第4話 空中戦~ドッグ・ファイト~
メラニーついに大地に立つが降り立った場所は魔王の城の近く!?
すぐさま状況判断で魔王と会う事を避けようと飛び去る霊帝に魔王の魔法が迫る
メランいやメラニーは大地に再び立った。
「あんのアマァッー!」
降り立った瞬間に出た言葉がこれである。
メラニーの前に禍々しい城が見える。
メラニーが降り立った場所は、魔王が住むと言われている城の目の前である。
空には暗雲が立ち込み、雷鳴と閃光が不規則に鳴り響く大地。
アトラからの事前説明でこの世界の主要な場所の把握はしていた。
「ハメやがったな・・・・・・」
位置情報が狂ったとかずれたとかの問題ではない。
そしてすぐに念話でアトラに連絡する。
『一回目は大丈夫だったんですが、二回目以降に位置がずれるように何者かが細工をしていました』
弁明なら聞くと言い、返ってきた答えがこれである。
『その何者かにはすでに見当がついているのでこれ以上の詮索はしない事。
アトラはシステムの修復・修正をすぐにしろ』
手の込んだ嫌がらせにしかならない悪戯の犯人をメラニーはすでに知っている。
そして、今回、自分が騒動を起こすであろう事も予期し、この世界に来る事を予見していたのも。

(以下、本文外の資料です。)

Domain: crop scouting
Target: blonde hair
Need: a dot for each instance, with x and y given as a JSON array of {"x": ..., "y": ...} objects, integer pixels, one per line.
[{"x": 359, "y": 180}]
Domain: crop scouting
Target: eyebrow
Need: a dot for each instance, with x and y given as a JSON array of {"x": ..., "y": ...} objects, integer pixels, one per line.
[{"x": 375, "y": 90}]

「帰ったら、聖帝と天帝の処罰だな・・・・・・とりあえず、あのクソガキには尻千叩きだが、聖帝は・・・・・・だめだ・・・・・・思いつかん」
普段は公人として、人前に出ては凛々しい姿しか見てないが、近しい者からすればそれはただ単に猫を被ってる状態で、人が嫌がる事、特に霊帝であるメラニーに対して、色々な悪戯を仕掛けてきたのだ。
『メラニー様はどうするのですか?』
『今はまだ、魔王と会う機会ではないだろう。ここから脱出する。
システムの修復・修正前に、先程の連中のフォローを頼む。いきなり目の前で人が消えたのだから、かなり動揺しているだろうし、対応中に呼び出すアトラが悪い』
会話の内容は端折っているが、ここが魔王が治めている地だという事、魔神が出現してから、この地だけ天候システムに異常が発生し、今のような状況になった事それで念話は終わった。

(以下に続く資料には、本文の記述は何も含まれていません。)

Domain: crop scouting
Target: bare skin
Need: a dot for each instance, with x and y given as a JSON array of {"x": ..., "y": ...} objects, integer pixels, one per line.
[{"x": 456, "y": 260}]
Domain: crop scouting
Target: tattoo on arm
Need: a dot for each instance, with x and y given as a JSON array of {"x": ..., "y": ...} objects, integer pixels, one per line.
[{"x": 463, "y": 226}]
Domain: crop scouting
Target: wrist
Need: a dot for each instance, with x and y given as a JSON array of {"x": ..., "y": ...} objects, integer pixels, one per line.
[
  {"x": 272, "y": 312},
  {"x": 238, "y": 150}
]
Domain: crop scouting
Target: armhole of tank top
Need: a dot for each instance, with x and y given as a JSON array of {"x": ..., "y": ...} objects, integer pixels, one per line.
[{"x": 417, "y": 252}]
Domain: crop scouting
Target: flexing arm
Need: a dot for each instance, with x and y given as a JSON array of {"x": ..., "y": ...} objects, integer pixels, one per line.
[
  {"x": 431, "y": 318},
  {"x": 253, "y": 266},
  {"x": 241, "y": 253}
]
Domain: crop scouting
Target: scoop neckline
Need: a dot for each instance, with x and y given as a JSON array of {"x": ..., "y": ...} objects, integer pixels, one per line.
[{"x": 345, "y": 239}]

「さてと・・・・・・こんな不気味な場所は立ち去るに限りますね」
そう言って、浮遊魔法を発動させ空高く飛び上がり一条の光となり去った。
ちょうどその頃。
魔王城の正門の上にテラスでカラスの様に漆黒の翼をもち、ドラゴンの角らしき物がこめかみから生えた少女がメラニーがいる場所を見ていた。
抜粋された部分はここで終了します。